Later on, M. H. Zenk revised it and confirmed the 9-membered ring is the biosynthetic pathway in 1999. The biosynthetic pathway showed the precursor of the key intermediate erysodienone had a structure like dopamine, which also can suggest the metabolism was highly related to dopamine, a key signaling molecule in neural system.

=== Chemical synthesis inspired by biosynthesis ===
The pathway had inspired some synthetic chemistry researchers' work to synthesize few other alkaloids in the family. Few works have been reported as the biosynthetic pathway was revealed. In 2016, T. Fukuyama's group developed a concise route to synthesize several Erythrina alkaloids, including erythraline and erystamidine. In fact, since most of the alkenoids and dienoids share the same skeletal structure, the approach can easily get most of the alkaloids with substrate adjustments.

== Bioactivities ==
In 2013, Tadahiro Etoh and Yong Pil Kim found that transforming growth factor (TGF)-β-activated kinase (TAK1) was one of the target molecules of erythraline likely involved in its anti-inflammatory effect. Therefore, erythraline may show the effect on inflammatory diseases, such as rheumatism and hepatitis, through inhibition of TAK1.

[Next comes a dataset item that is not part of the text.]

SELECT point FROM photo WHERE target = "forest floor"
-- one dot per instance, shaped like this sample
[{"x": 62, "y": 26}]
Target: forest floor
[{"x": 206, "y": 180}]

Still, few alkaloids showed selectivity for b2-containing nAChRs, particularly thea4b2 subtype. W. P. Santos has reported in vitro and ex vivo anti-cholinesterase activities of Erythrina velutina leaf extracts, containing a relatively high fraction of the alkaloids. Aqueous extract and alkaloids rich extract crossed the blood-brain barrier to inhibit cholinesterase activity in the brain. Aqueous extract and alkaloids rich extract also exhibited a dual inhibitory action on acetylcholinesterase and butyrylcholinesterase.

M. M. Mohammed's research in 2012 found that crude alkaloidal fraction caused a reduction in the viability of mock-infected MT-4 cells with a CC_{50} of 53 μM and a 50% protection of MT-4 cells against HIV-1 induced cytopathogenicity with an EC_{50} of >53 μM, compared with EFV as a positive control, which had a CC_{50} of 45 μM and an EC_{50} of 0.003 μM.